2. Craters of the Sun - I sit around playing Tetris and listening to classical Indian music a lot. Of course, many of you know that I have a sitar obsession. Unfortunately, I don't have a sitar, so my electric guitar will have to do for this faux-raga.

3. Melted Into Angel Form - Here's another second solar track in a sort of mini-suite of hymns toward the sun. I was trying to get my Eno on a little more than usual for this one. If you can figure out what movie I based the lyrics on, then you may have ESP.

4. The Solar Petroglyphs - I guess this really makes more sense as a Glaze of Cathexis tune, but the track did start with the percolating synths and I like it here. The lyrics are a mixture of good and bad advice. It's up to you to parse out which is which.

5. Sharkfasting of the Wyld - It's a shojam! This one has kind of a weird swing that I don't think shows up in electronic music too much. You'll have to ask Scott what he's talking about on the track.
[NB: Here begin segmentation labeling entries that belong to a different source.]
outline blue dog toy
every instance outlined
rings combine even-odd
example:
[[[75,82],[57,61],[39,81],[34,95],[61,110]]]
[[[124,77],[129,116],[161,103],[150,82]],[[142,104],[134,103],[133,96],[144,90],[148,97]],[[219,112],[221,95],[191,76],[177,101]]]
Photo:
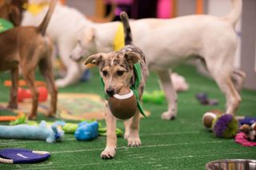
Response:
[[[61,140],[63,135],[63,131],[58,129],[56,125],[47,127],[44,121],[38,126],[0,125],[0,138],[2,139],[42,140],[52,143]]]
[[[6,148],[0,150],[0,163],[28,164],[47,160],[50,156],[48,152],[31,151],[25,148]]]
[[[74,132],[74,136],[79,140],[91,140],[98,136],[98,124],[97,121],[82,121],[78,124],[78,128]]]

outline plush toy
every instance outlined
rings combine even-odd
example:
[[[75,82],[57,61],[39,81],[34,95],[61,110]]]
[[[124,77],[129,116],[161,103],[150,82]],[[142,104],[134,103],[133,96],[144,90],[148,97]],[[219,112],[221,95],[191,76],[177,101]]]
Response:
[[[87,122],[92,122],[90,121],[86,121]],[[16,121],[11,121],[10,123],[10,125],[17,125],[20,124],[26,124],[29,125],[34,125],[34,126],[38,126],[38,124],[37,121],[28,121],[26,117],[24,115],[22,117],[20,117]],[[63,121],[57,121],[54,122],[46,122],[47,125],[56,125],[58,126],[60,126],[62,130],[64,131],[65,133],[69,133],[69,134],[74,134],[75,131],[77,130],[78,127],[78,124],[76,123],[66,123]],[[98,135],[99,136],[106,136],[106,127],[102,127],[101,124],[98,123]],[[120,128],[116,129],[116,134],[117,136],[122,136],[122,131]]]
[[[214,120],[217,118],[218,116],[223,114],[220,110],[210,110],[206,112],[202,119],[202,125],[209,130],[211,129]]]
[[[98,136],[98,124],[97,121],[82,121],[78,124],[78,127],[74,132],[74,136],[78,140],[91,140]]]
[[[14,121],[22,117],[26,116],[22,112],[19,112],[17,116],[0,116],[0,121]]]
[[[60,140],[63,135],[63,131],[58,129],[56,125],[47,127],[44,121],[38,126],[0,125],[0,138],[2,139],[43,140],[52,143]]]
[[[39,93],[38,101],[43,102],[47,101],[48,90],[46,87],[38,87],[38,91]],[[31,99],[32,94],[30,89],[26,89],[23,88],[18,89],[18,101],[22,102],[26,99]]]
[[[0,150],[0,162],[4,164],[38,163],[50,156],[48,152],[31,151],[25,148],[6,148]]]
[[[238,121],[231,114],[218,116],[214,120],[212,129],[217,137],[231,138],[238,131]]]
[[[137,110],[137,100],[133,91],[127,88],[122,88],[117,94],[108,99],[112,114],[120,120],[132,117]]]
6. Bohemian Astronaut - Not quite a hippy in space - a little sharper than that. We'll dedicate this one to Harrison Schmitt, the only scientist who made it to the Moon during the Apollo program. Maybe that made him seem a touch bohemian amongst all the navy and air force dudes.

7. Tara Poets and Edo Priests - Or maybe it's the other way around as the file name says. Honestly, I sort of forgot. Hell, both ways are fine with me. Until Scott made his contribution, I had an unfortunate urge to name this track "The Hippy Revolution," but it has to be an exploitation revolution like you can see in the double feature DVD "Wild in the Streets/Gas-s-s-s"

8. Conversations With the Psychedelic Wyzard - All of these tracks started off with the file name "cheecream," but this one really earns its title. We've got a question posed by the lead synthesizer, and answer from the lead guitar, and another response from the synth over the course of the track. You can decide which one of these voices is the psychedelic, uh, wyzard.

9. Magnetic Vulcanology - The initial tune made me think of a synthesized communist anthem or something, and then I decided to do the Cookie Monster for the vocals. I don't think I can touch Tom Waits Cookie Monster impression, but I am a big fan of both of those iconic figures.

10. A Dedication of the Deserts - I may need to get Scott to post a bit about the intentions of his words. Although it is ostensibly about the deserts, I keep feeling that it's more of a peace, love, and tantric sex thing. I don't know, the artist is typically the worst person that you can ask, "So, what does it mean?"

11. Tribal Physics - I think I figured out how to make my Roland Juno 60 sound reasonably like a Fender-Rhodes electric piano - at least that's what I was going for. Something deep inside of me thought about naming this album "The Happy Bongo" as well. This track is further support for that idea.

As always, I'd love to hear your comments, and if you dig the sounds, you're welcome to repost. Let me know if you do.